横浜市議会は9月7日の本会議で、山中竹春市長(53)の辞職について全会一致で同意した。これにより山中氏は同日付で市長を辞職する。
山中氏をめぐっては、第三者調査委員が7月に公表した報告書で、市職員に対するパワーハラスメントが認定されていた。本人は8月28日に辞職願を提出していた。
辞職後に行われる市長選への出馬について、山中氏は「全くの白紙」として態度を明らかにしていない。
議会同意で7日付の辞職が確定
地方自治法では、市長が任期途中で辞職する場合、原則として20日前までに議会議長へ申し出る必要がある。
一方、議会が同意した場合は20日を待たずに退職することができる。今回、横浜市議会が辞職に全会一致で同意したことで、山中氏の7日付退任が確定した。
第三者調査でパワハラ認定 8月に辞職願
山中氏については、第三者調査委員が7月に公表した報告書で、職員へのパワーハラスメントがあったと認定された。
前人事部長を強い口調で叱責した行為などが問題とされ、山中氏は8月28日に辞職願を提出していた。

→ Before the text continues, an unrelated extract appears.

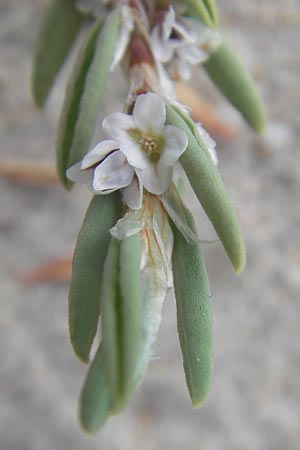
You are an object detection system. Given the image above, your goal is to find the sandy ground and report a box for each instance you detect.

今回の辞職は、刑事事件による失職ではなく、本人が提出した辞職願に市議会が同意したものとなる。
「数週間先、数か月先を考えられる状況にない」
辞職への同意後、山中氏は報道陣の取材に応じ、市政を支えてきた市民らの信頼を損なう結果になったとして改めて謝罪した。
今後については、数週間先や数か月先のことまで考えられる状況ではないとの趣旨で説明。出直し市長選への対応についても「全くの白紙」とし、まず反省と謝罪を優先する考えを示した。
また、約931万円とされる退職金については受け取らない方針を明らかにした。
2021年初当選 昨年再選
山中氏は2021年8月の横浜市長選で、カジノを含む統合型リゾート(IR)の誘致反対を掲げて初当選した。
昨年8月の市長選では再選を果たしていた。
市長としての約5年間については、実現した政策をめぐり地域住民から感謝の言葉を受けたことが励みだったとの趣旨で振り返った。
次の横浜市長選は10月18日投開票
山中氏の辞職に伴う横浜市長選は、10月4日告示、18日投開票の日程で行われる。
自民党では弁護士の原沢敦美氏(59)を擁立する方向で調整が進められている。原沢氏は、正式な要請があれば前向きに検討する考えを示している。
立憲民主党も独自候補の擁立を検討しており、2月の衆院選で落選した中谷一馬氏(43)や青柳陽一郎氏(57)らの名前が挙がっている。
いずれも候補者が正式に確定した段階ではなく、山中氏自身が出直し選に立候補するかどうかも決まっていない。
編集部まとめ
山中氏の辞職そのものは議会同意によって確定した一方、10月の市長選の構図はまだ固まっていない。今後は山中氏自身の対応と、各陣営が誰を正式候補とするかが焦点となる。
週刊TAKAPI編集部/成田
現時点で公表されていない点
- 山中氏が10月の市長選へ出馬するか
- 自民党の候補者が正式決定したか
- 立憲民主党が誰を擁立するか
- 約931万円の退職金辞退に必要な手続きが完了したか
- 第三者調査で認定された事案の対象者すべての詳細
特記事項
この記事は2026年9月7日時点の公開情報を基に再構成しています。山中氏をめぐるパワーハラスメントは第三者調査で認定された事案ですが、刑事事件として処分されたとの情報ではありません。また、市長選をめぐる候補者情報には調整・検討段階の内容が含まれます。